I have a client, female age 63, lifting with me for approximately 9 months, lifting for the first time in her life at this time. She was having a sensation of tingling in the fingers of her hands, and had a complete scan of the cerebral vertebrae and T1 through T7.

She has been diagnosed by means of this MRI with “C3 through C5 complete herniation/deterioration of disks, directly compressing the spinal column. No visible cartilage remains surrounding the column at the compressed points.” Quotations are her words to me, not necessarily her doctors to her. She has been advised to stop all lifting and any exercise beyond light walking, citing “Risk of paralysis,” from her orthopedic surgeon, “Until such time as surgical replacement with spacers and bone shavings to promote growth, can be completed.” They will additionally be adding a titanium plates and screws to hold the repair in place. Quotations are again her words to me, not directly her doctor to her. This is to be followed by a return to light exercise without any heavy future lifting. “They recommend no further compression of the spine under heavy loads.”

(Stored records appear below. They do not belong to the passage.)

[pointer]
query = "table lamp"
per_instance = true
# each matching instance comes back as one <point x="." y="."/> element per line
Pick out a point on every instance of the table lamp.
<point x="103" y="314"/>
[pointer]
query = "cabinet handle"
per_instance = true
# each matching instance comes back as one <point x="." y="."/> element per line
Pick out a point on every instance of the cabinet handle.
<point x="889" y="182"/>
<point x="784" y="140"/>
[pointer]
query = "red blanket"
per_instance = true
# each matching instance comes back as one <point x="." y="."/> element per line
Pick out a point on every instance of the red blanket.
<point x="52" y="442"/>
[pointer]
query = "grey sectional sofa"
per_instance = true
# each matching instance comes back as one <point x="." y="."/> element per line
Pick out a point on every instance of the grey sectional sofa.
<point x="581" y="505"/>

She has more or less informed me yesterday she will likely never be returning to lifting, along with presenting this information. She did not directly ask any questions, and was fairly set on being done with lifting as exercise. This is far outside my area of expertise and I never like to council people against their doctors, but my instinct screamed this was a long term incorrect recommendation. In your professional opinion should I recommend, following her surgery, presently scheduled for Feb 9, 2022, she check back in with her doctor about resuming said exercise? If the doctor continues to say this is not advised, would you let the matter drop?

I am entirely asking on her behalf as she seemed quite content to let the matter drop, and not resume the exercise in the future.

Thank you as always.
Kevin

Hi Kevin! Thanks for your message and reaching out. Nice job on getting this woman interested in resistance training for the first time, we love to hear that! Much of what I am reading in your post gives me concern. What are your client’s symptoms? If she only has some altered sensation in her fingers and hands and no progressive motor weakness I am pretty surprised that an MRI was even ordered in the first place. But, she got the images already so no changing that. I would be a bit weary to totally trust the client report of the MRI reading, even if she has good intentions, it’s likely that she could have unintentionally embellished the severity and/or report. In terms of having “high risk of paralysis” I would be HIGHLY skeptical of this; this is not something that is supported in the literature. It makes me frustrated that the ortho surgeon would say this to a human. Furthermore, even if she did end up undergoing a cervical fusion surgery (which I am not confident at all that she even needs), there would be absolutely no reason that she could not return to lifting. Our spine is resilient and strong, even when they are reinforced with titanium. Outside of respecting the immediate post-surgical restrictions and healing time, there would be no reason I can see that she would not be able to return to lifting, in fact, we would recommend it.

Based on all the information that you have provided, I would highly recommend that she get a second opinion. We would also be happy to consult with her remotely if she is interested. I hope this helps.